Investors often pay a premium for these traits. The key risks are paying too much for perceived safety and misjudging what is truly durable. Even strong franchises can be disrupted by technological or structural change. Quality strategies can also become
concentrated in certain markets, particularly the United States.
Growth equity funds: tomorrow’s potential at today’s price
Growth strategies focus on businesses driving change. These are often companies introducing new products, new technologies, or new ways of doing things, and reinvesting heavily to expand their reach. Companies such as Revolut, Shopify and Anthropic show how
innovation can displace established players across banking, retail and software services.
Returns come from capturing innovation and long-term change, rather than current profits. This makes growth investing highly sensitive to expectations. When progress is delivered, returns can be strong. When growth slows or innovation disappoints, prices can fall sharply, even if the business remains viable.
A helpful way to think about growth is that investors are backing what a business could become. The risk is paying too much for that future, or assuming progress will arrive sooner than it does.
Value equity funds: income and recovery
Value strategies focus on businesses that are out of favour. These companies are often priced cheaply because recent performance has been weak, sentiment is negative, or uncertainty is high. Current examples include pharmaceutical shares like GlaxoSmithKline,
financial services firms like Charles Schwab and energy companies like Repsol. They frequently offer higher dividend yields, which can support returns while investors wait for conditions to improve. The potential upside comes from recovery and re-rating over time.
The main risk is a value trap1. Some companies appear cheap but never recover, either because the business model is impaired or because the industry has changed permanently. Value investing requires patience and judgement, and it can test conviction for long
periods before outcomes improve.
Behaviour: why timing matters
Two truths can exist at once. Markets move in cycles, and so does investor behaviour.

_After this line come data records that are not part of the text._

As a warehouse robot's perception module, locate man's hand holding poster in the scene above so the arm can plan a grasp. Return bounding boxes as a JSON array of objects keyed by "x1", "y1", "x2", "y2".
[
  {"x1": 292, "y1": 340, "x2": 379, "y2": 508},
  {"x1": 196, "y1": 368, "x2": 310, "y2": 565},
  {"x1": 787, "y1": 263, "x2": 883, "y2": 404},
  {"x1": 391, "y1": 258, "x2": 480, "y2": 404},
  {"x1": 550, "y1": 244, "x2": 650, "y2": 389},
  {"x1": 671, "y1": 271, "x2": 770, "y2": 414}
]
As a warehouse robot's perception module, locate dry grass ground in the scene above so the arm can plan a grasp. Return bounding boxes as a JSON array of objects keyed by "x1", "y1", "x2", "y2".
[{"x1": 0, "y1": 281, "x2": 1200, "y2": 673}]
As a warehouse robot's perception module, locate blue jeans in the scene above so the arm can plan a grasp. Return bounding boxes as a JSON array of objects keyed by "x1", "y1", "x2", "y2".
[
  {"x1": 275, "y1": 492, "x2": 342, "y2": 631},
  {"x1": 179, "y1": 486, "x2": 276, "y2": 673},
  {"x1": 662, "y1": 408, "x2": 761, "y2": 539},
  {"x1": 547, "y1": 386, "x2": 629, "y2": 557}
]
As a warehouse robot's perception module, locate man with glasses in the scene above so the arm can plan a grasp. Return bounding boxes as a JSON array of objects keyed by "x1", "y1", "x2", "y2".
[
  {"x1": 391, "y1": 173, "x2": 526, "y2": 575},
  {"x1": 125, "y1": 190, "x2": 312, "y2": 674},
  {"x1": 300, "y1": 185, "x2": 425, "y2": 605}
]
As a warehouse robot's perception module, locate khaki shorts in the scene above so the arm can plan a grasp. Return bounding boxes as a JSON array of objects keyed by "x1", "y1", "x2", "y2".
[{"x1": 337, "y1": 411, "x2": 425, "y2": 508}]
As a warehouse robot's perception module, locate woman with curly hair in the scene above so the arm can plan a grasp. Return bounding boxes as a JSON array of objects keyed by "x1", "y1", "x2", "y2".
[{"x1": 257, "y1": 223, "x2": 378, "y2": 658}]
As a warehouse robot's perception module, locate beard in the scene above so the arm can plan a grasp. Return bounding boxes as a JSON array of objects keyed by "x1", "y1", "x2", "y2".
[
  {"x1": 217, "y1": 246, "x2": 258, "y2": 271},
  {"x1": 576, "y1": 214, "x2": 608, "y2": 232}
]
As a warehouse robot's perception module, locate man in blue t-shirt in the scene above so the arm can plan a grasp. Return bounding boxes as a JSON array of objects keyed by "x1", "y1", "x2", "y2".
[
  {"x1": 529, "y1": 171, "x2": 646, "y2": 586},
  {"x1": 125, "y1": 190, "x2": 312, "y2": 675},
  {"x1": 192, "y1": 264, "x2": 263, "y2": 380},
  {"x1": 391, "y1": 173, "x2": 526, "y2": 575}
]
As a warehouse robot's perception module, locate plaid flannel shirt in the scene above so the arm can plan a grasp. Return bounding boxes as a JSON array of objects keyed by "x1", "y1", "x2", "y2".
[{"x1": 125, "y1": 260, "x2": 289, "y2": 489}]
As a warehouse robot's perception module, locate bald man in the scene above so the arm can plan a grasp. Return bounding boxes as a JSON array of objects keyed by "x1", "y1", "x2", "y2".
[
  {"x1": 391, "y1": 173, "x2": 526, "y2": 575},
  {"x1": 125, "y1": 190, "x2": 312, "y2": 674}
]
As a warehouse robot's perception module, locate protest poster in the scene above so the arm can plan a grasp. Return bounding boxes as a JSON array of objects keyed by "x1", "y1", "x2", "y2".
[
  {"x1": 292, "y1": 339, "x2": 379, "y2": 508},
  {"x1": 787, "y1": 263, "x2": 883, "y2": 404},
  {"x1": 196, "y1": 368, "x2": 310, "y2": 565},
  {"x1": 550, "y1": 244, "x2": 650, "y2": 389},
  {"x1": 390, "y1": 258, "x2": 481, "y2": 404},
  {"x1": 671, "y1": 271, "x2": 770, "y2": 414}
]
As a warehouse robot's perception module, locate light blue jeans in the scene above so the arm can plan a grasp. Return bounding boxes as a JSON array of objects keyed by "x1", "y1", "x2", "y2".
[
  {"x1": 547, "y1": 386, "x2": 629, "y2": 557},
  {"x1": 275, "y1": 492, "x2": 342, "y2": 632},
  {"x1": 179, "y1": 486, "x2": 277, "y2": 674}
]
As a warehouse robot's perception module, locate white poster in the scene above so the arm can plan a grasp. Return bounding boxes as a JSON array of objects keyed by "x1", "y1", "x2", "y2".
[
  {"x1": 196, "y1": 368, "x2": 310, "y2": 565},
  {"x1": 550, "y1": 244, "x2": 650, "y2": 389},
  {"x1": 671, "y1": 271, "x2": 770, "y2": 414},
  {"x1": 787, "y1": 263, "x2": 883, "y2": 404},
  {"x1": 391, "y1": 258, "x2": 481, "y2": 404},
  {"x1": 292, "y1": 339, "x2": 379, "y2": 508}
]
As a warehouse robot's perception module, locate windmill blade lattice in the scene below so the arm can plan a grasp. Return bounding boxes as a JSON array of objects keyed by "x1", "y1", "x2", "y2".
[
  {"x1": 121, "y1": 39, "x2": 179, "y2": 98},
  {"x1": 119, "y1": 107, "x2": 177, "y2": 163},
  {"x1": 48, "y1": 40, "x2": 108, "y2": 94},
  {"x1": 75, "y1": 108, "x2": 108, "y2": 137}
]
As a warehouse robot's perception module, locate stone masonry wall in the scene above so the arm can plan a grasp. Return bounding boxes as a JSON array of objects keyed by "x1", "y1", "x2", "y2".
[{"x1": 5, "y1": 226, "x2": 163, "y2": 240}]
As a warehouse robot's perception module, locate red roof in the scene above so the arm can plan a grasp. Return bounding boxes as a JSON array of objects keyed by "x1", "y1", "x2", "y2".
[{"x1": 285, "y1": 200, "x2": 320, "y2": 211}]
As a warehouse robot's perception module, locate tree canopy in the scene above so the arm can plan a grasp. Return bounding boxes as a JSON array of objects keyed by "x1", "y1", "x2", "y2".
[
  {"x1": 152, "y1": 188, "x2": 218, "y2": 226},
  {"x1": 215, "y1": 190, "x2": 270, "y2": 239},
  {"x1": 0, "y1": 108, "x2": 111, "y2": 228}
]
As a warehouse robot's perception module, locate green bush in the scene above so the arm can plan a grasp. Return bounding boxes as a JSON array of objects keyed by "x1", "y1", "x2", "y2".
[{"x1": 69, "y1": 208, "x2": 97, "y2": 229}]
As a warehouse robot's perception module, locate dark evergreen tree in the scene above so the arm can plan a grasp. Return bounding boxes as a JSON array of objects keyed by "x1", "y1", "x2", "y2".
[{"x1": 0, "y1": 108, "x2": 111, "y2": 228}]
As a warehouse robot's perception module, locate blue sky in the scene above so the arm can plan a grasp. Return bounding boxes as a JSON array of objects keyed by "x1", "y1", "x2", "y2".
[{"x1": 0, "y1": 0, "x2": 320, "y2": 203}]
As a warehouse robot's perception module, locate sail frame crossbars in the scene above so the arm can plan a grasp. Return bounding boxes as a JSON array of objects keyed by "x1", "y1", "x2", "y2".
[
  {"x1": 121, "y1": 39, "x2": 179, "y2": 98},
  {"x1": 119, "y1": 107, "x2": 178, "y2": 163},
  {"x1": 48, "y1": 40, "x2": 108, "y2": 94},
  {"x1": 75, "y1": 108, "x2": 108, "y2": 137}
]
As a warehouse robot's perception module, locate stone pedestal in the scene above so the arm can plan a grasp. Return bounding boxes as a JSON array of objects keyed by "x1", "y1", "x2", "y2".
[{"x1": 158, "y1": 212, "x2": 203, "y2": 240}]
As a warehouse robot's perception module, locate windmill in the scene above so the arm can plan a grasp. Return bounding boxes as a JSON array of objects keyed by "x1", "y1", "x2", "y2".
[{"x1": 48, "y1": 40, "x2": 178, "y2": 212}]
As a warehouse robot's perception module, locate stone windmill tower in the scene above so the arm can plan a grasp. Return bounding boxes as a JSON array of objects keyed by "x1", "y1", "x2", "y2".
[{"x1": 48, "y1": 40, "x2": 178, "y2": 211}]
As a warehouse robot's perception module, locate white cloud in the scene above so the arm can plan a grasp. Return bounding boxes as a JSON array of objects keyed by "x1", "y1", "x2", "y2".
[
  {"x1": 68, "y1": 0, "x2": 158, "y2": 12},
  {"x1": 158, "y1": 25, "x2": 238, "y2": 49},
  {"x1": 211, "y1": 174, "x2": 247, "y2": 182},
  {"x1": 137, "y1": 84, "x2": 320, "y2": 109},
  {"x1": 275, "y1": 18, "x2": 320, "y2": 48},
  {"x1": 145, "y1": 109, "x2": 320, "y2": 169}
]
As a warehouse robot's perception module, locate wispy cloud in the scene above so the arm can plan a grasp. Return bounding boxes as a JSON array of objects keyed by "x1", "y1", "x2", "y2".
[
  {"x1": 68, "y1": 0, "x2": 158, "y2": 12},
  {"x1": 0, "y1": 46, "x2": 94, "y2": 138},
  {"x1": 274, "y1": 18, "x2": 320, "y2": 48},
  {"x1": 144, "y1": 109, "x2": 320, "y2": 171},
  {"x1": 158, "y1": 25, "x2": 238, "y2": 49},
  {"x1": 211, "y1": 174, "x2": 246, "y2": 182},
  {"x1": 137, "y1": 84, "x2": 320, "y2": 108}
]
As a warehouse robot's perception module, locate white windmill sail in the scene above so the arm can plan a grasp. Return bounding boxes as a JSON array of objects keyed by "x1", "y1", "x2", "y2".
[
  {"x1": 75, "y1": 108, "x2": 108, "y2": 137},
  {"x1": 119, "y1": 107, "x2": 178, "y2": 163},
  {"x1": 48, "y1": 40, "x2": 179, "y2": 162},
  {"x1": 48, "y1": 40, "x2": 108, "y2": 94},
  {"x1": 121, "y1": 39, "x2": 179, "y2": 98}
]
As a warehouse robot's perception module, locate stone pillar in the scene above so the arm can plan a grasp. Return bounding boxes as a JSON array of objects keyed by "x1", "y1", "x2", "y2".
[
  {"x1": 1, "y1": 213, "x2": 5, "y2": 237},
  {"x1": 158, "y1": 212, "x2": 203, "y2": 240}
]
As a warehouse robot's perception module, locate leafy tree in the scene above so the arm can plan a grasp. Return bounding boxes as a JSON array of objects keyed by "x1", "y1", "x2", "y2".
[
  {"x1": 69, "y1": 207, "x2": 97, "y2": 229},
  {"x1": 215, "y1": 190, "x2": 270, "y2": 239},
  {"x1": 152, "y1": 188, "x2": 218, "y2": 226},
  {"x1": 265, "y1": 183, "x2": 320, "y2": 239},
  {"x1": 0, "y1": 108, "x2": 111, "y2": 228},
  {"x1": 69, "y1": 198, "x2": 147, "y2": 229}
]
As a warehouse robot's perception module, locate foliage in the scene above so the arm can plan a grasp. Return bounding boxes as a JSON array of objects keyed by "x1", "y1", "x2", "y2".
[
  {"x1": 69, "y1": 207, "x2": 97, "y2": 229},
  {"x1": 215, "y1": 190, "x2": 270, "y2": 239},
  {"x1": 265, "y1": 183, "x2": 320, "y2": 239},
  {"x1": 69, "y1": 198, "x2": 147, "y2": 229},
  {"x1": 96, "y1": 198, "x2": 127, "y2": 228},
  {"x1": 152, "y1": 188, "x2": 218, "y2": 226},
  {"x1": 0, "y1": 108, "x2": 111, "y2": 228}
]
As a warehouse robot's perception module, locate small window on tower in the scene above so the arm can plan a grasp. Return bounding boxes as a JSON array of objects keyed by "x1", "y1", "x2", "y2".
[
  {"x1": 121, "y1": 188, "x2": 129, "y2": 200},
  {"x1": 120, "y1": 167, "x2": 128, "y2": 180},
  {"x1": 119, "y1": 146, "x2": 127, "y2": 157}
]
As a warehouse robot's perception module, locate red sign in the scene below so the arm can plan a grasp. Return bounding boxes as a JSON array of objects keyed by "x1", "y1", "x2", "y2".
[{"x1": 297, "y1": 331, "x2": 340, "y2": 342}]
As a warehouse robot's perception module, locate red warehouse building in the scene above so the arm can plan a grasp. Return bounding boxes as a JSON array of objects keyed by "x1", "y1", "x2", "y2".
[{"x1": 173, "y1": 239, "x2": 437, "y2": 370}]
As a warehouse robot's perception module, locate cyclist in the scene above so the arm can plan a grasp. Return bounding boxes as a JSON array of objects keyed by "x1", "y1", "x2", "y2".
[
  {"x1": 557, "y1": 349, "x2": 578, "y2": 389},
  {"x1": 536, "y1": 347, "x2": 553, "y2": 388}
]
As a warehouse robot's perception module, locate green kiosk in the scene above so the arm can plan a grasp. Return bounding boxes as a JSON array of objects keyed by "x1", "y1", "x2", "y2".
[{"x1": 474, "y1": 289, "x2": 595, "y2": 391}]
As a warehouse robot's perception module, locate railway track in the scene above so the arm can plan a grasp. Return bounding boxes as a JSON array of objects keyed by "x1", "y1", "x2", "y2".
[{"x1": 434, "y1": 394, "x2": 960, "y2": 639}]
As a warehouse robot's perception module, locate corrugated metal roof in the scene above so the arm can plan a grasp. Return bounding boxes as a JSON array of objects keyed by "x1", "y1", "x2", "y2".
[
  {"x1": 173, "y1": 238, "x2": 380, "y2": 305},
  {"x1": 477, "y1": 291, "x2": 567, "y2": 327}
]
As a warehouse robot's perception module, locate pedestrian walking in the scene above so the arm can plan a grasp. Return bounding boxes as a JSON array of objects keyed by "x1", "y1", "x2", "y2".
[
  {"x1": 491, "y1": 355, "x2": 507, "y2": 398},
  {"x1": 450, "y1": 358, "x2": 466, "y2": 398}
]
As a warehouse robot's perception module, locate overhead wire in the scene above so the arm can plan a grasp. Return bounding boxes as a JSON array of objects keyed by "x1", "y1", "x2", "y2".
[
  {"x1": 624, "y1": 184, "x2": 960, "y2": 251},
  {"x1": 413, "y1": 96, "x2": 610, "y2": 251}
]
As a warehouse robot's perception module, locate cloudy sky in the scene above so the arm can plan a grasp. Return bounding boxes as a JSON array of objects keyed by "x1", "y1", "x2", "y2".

Quality can feel safe, yet can disappoint if bought at too high a price.
Growth can feel exciting, yet punish investors who arrive late.
Value can feel uncomfortable, yet reward patience.
Capital often flows toward what has already worked and away from what has recently disappointed.
Understanding these patterns helps investors stay disciplined with strategy, rather than reacting to recent performance.
How different parts of a portfolio work

The chart below summarises these long-term average real return2 ranges, based on decades of data. It is designed to set realistic expectations and to show how higher long-term return potential generally comes with wider ranges of outcomes along the way.

Why portfolio balance matters
No asset or style performs consistently across all environments. Each carries its own risks, and each rewards patience differently.
Balanced portfolios are not designed to chase the best-performing asset each year. They aim to earn a sensible return for the level of risk taken, over time.
By combining different sources of return, balance reduces reliance on any single driver of performance, limits unnecessary trading, and helps contain the tax and transaction costs that often arise from chasing short-term results.
Staying invested
Investing is not about avoiding discomfort. It is about understanding it in advance. When investors know how their portfolio is meant to behave, they are better equipped to stay invested when markets test conviction. Good portfolios often look obvious in hindsight
and uncomfortable in real-time.
[1] A value trap is a company that appears cheap but fails to recover because its business model has weakened or become obsolete.
[2] Real return refers to your investment return after inflation. It shows whether your money is growing in purchasing power.